In Gupta v Northampton Hospital Trust [2021] EWHC 965 (QB) the High Court dismissed a consultant oncologist’s challenge to his suspension pending the outcome of investigations into misconduct allegations, applying the three-limb American Cyanamid test for granting interim injunctions:

  1. Is there a serious issue to be tried?
  2. Would damages be an adequate remedy?
  3. Does the balance of convenience favour granting an injunction?  

The Claimant was employed at Northampton General Hospital and also undertook private work at various locations. In early 2020, it was suggested he was promoting private services to patients attending his NHS clinic and that he had received large sums for additional duty hours that were not authorised. At the end of the year, the wife of a patient (GG) on an end-of-life pathway disclosed that the Claimant had been billing her husband privately for short, weekly telephone calls of no clinical value. The Defendant’s Medical Director initiated an investigation under the Trust’s Medical Staff Concerns Policy but did not initially exclude the Claimant. 

According to the Medical Director, concerns mounted over the following weeks about other patients and as evidence from GG’s family emerged. These matters, together with a concern that the Claimant may have been seeking to interfere with the investigation by contacting GG’s wife and asking if they had put in a complaint against him, led to the decision to exclude the Claimant. 

The Claimant applied for an interim injunction with orders directing his reinstatement and seeking to prevent the Defendant from contacting or sharing information with the Claimant’s private work providers, relying on Article 1 of the First Protocol to the European Convention on Human Rights (AP1).   

It was common ground that damages wouldn’t provide an adequate remedy given the impact of exclusion on the consultant Claimant’s professional reputation.  

However, the claim fell at the first hurdle.
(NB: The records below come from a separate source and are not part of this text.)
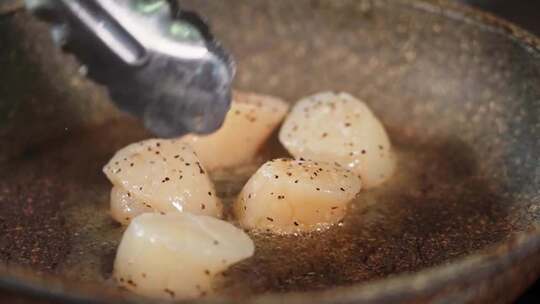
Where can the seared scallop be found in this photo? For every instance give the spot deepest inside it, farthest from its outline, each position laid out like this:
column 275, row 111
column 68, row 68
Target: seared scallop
column 338, row 127
column 177, row 255
column 287, row 196
column 250, row 121
column 160, row 176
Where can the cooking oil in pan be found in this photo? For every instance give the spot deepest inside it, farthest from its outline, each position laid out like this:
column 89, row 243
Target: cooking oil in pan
column 436, row 208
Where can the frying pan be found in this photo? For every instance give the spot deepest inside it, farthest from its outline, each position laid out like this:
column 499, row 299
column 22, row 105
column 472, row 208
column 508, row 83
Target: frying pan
column 458, row 90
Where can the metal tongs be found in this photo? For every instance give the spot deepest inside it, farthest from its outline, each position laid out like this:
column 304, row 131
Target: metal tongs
column 158, row 62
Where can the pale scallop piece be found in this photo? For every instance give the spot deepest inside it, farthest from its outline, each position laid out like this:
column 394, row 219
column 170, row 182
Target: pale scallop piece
column 124, row 207
column 177, row 255
column 338, row 127
column 249, row 123
column 162, row 176
column 288, row 196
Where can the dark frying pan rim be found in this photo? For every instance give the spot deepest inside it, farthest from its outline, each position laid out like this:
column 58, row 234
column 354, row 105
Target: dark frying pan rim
column 426, row 282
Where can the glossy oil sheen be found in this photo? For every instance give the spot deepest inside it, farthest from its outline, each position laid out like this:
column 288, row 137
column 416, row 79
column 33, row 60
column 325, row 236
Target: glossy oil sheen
column 460, row 101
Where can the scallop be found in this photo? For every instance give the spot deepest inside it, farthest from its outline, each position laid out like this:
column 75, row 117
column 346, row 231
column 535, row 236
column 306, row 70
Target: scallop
column 289, row 196
column 249, row 123
column 159, row 176
column 338, row 127
column 177, row 255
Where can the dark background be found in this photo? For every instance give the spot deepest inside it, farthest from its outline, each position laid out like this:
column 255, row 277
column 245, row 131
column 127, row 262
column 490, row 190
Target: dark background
column 525, row 13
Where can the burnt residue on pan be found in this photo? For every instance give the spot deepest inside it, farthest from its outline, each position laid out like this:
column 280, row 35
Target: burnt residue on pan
column 437, row 208
column 457, row 90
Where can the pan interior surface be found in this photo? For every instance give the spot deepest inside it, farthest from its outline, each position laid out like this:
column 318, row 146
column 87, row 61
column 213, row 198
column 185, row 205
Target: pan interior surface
column 460, row 102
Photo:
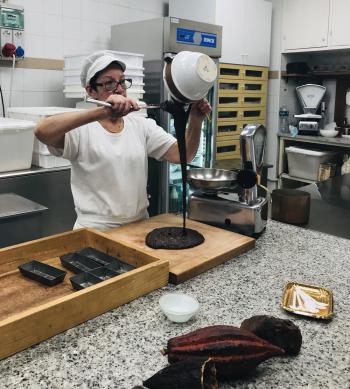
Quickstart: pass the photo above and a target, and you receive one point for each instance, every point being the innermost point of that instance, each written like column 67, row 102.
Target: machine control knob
column 246, row 178
column 8, row 50
column 19, row 52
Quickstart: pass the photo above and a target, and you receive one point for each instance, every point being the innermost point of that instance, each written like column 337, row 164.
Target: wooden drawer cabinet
column 239, row 72
column 228, row 86
column 251, row 114
column 241, row 100
column 227, row 148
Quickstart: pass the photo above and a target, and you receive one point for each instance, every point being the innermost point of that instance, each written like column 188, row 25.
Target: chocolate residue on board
column 172, row 238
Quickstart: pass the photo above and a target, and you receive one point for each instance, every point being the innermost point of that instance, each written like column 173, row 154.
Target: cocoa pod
column 199, row 374
column 280, row 332
column 236, row 352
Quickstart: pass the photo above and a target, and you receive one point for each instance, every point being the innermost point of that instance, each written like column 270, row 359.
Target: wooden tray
column 31, row 312
column 219, row 245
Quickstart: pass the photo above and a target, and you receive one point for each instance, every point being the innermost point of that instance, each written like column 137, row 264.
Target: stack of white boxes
column 134, row 70
column 41, row 154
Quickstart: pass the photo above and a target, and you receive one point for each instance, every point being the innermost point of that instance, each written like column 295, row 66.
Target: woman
column 108, row 148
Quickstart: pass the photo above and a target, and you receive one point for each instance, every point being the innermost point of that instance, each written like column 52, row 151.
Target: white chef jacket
column 109, row 170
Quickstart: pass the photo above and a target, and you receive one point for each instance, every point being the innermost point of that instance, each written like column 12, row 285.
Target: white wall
column 55, row 28
column 273, row 93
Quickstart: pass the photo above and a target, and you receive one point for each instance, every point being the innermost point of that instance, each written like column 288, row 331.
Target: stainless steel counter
column 50, row 189
column 330, row 206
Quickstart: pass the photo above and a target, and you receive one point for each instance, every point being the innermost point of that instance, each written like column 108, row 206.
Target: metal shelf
column 287, row 176
column 324, row 74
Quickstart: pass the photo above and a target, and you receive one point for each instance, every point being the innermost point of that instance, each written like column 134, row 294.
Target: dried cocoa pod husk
column 199, row 374
column 280, row 332
column 236, row 352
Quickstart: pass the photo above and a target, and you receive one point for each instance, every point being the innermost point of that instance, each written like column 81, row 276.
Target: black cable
column 2, row 102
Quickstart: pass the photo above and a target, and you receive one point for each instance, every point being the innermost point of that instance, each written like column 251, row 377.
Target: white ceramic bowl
column 193, row 74
column 178, row 307
column 329, row 133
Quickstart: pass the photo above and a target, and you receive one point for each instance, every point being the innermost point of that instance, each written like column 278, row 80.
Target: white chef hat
column 96, row 62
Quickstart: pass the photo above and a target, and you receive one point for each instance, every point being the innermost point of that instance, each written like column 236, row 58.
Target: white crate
column 49, row 161
column 16, row 144
column 36, row 114
column 305, row 163
column 130, row 59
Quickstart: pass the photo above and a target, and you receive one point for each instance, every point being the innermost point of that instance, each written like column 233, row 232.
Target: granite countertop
column 121, row 348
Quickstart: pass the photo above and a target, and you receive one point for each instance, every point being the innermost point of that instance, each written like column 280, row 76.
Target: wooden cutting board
column 219, row 245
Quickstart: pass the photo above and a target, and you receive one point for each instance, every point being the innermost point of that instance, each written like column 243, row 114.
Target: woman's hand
column 200, row 109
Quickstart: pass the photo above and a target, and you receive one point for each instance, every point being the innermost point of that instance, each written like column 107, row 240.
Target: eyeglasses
column 112, row 85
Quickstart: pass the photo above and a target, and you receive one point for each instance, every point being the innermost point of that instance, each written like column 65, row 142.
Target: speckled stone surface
column 121, row 348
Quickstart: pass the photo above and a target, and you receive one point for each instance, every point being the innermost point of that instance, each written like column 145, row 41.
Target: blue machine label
column 198, row 38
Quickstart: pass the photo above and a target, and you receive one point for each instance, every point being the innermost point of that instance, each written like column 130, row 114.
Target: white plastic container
column 72, row 76
column 36, row 114
column 178, row 307
column 48, row 161
column 16, row 144
column 305, row 163
column 130, row 59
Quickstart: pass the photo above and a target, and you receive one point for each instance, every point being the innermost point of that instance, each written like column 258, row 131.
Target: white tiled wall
column 55, row 28
column 273, row 96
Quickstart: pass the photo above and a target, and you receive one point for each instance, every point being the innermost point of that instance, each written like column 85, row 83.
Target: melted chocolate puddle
column 177, row 237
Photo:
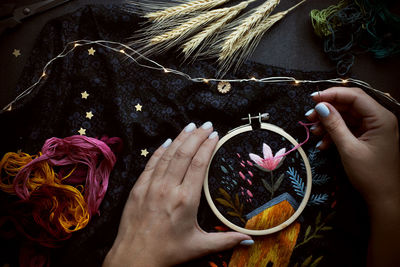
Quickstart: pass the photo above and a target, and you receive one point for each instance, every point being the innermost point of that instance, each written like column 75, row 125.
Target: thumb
column 334, row 125
column 215, row 242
The Court was not satisfied that there was serious issue to be tried. The allegations were very serious and the available evidence was cogent. It was not just a dispute about charges and potentially defrauding the Defendant. There were safeguarding concerns, amounting to an allegation of financially abusing a terminally ill patient. Further, the decision to exclude was taken cautiously and in a considered way. The Defendant was required to keep the exclusion under review and given the approach to date, there was no reason to think this wouldn’t be done. 

The Court accepted the Defendant’s submission that following Braganza v BP Shipping Ltd [2015] an unjustified interference with the Claimant’s private practice would be a breach of the implied term of trust and confidence. Accordingly, the AP1 claim added nothing to the contractual position. The Court also rejected the claimed prohibition on informing other organisations. It noted the Medical Director’s evidence that although the Trust’s policy did not address this specifically, requirements to notify others had strengthened after the Paterson Inquiry and he felt under an obligation to do so. The Court accepted the proposition that “transparency is important in the medical context and the sharing of information, provided it is done in good faith, is to be encouraged.” It found, on this point too, that the Defendant had acted rationally and in good faith so there was no serious issue to be tried. Accordingly the claim was refused.